The Earth mover’s distance is an appropriate metric to compare PDDs, and the amd.compare module has functions for these comparisons.

Most useful are compare.PDD_pdist() and compare.PDD_cdist(), which mimic the interface of scipy’s functions pdist and cdist. pdist takes one set and compares all elements pairwise, whereas cdist takes two sets and compares elements in one with the other. cdist returns a 2D distance matrix, but pdist returns a condensed distance matrix (see scipy’s pdist function). The default metric for AMD comparisons is l-infinity, but it can be changed to any metric accepted by scipy’s pdist/cdist.

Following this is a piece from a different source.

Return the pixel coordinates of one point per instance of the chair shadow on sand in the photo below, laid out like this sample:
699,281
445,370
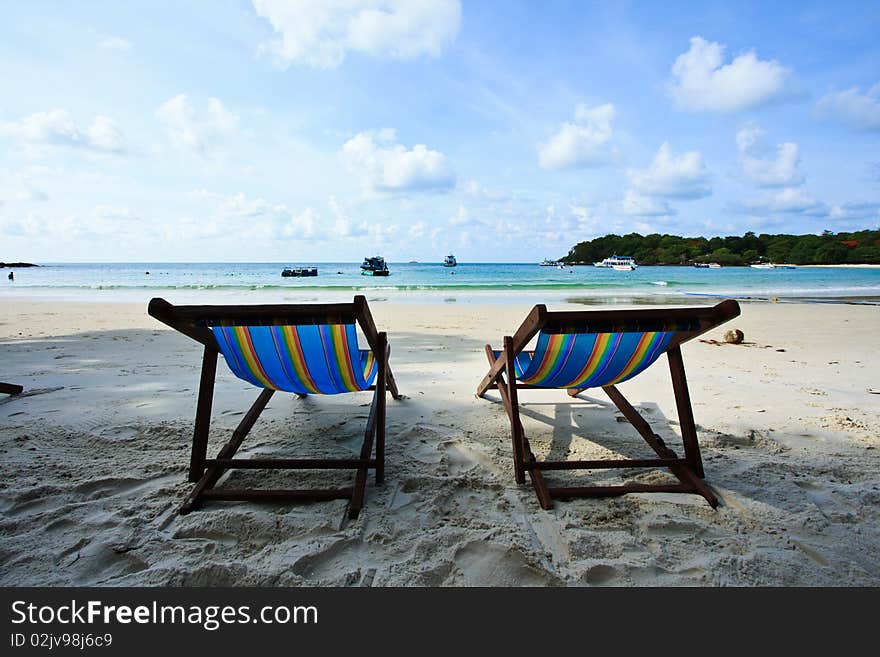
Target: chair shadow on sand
598,424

# compare crystals in file1.cif with those in file2.cif by PDD, k=100
pdds1 = [amd.PDD(crystal, 100) for crystal in amd.CifReader('file1.cif')]
pdds2 = [amd.PDD(crystal, 100) for crystal in amd.CifReader('file2.cif')]
distance_matrix = amd.PDD_cdist(pdds1, pdds2)

# compare everything in file1.cif with each other
condensed_dm = amd.PDD_pdist(pdds1)

You can compare one PDD with another with compare.emd():

# compare DEBXIT01 and DEBXIT02 by PDD, k=100
pdds = [amd.PDD(crystal, 100) for crystal in amd.CSDReader(['DEBXIT01', 'DEBXIT02'])]
distance = amd.emd(pdds[0], pdds[1])

compare.emd(), compare.PDD_pdist() and compare.PDD_cdist() all accept an optional argument metric, which can be anything accepted by scipy’s pdist/cdist functions. The metric used to compare PDD matrices is always Earth mover’s distance, but this still requires another metric between the rows of PDDs (so there’s a different Earth mover’s distance for each choice of metric).

Comparison options

amd.PDD_cdist and amd.PDD_pdist share the following optional arguments:

  • metric chooses the metric used for comparison of PDD rows, as explained above. See scipy’s cdist/pdist for a list of accepted metrics.

  • k will truncate the passed PDDs to length k before comaparing (so k must not be larger than the passed PDDs). Useful if comparing for several k values.

  • verbose (default False) prints an ETA to the terminal.

Write crystals and fingerprints to a file

For large sets of crystals, parsing .CIF files can be slow. amd.io.SetWriter and amd.io.SetReader are for writing and reading back crystals (with additional data) to a compressed hdf5 file.

# write the crystals and their AMDs to a file using the crystal's .tags
with amd.SetWriter('crystals_and_AMD100.hdf5') as writer:
    for crystal in amd.CifReader('file.cif'):
        crystal.tags['AMD100'] = amd.AMD(crystal, 100)
        writer.write(crystal)

# read back the crystals and their AMDs
crystals = list(amd.SetReader('crystals_and_AMD100.hdf5'))
amds = [crystal.tags['AMD100'] for crystal in crystals]

Miscellaneous

Minimum spanning trees

Previously, minimum spanning trees have been used to visualise crystal landscapes with AMD or PDD, particularly with tmap. The compare module includes two functions to produce MSTs, compare.AMD_mst() and compare.PDD_mst(). They each accept a list of AMDs/PDDs and return an edge list (i, j, d) where the crystals at indices i and j are connected by an edge with weight d.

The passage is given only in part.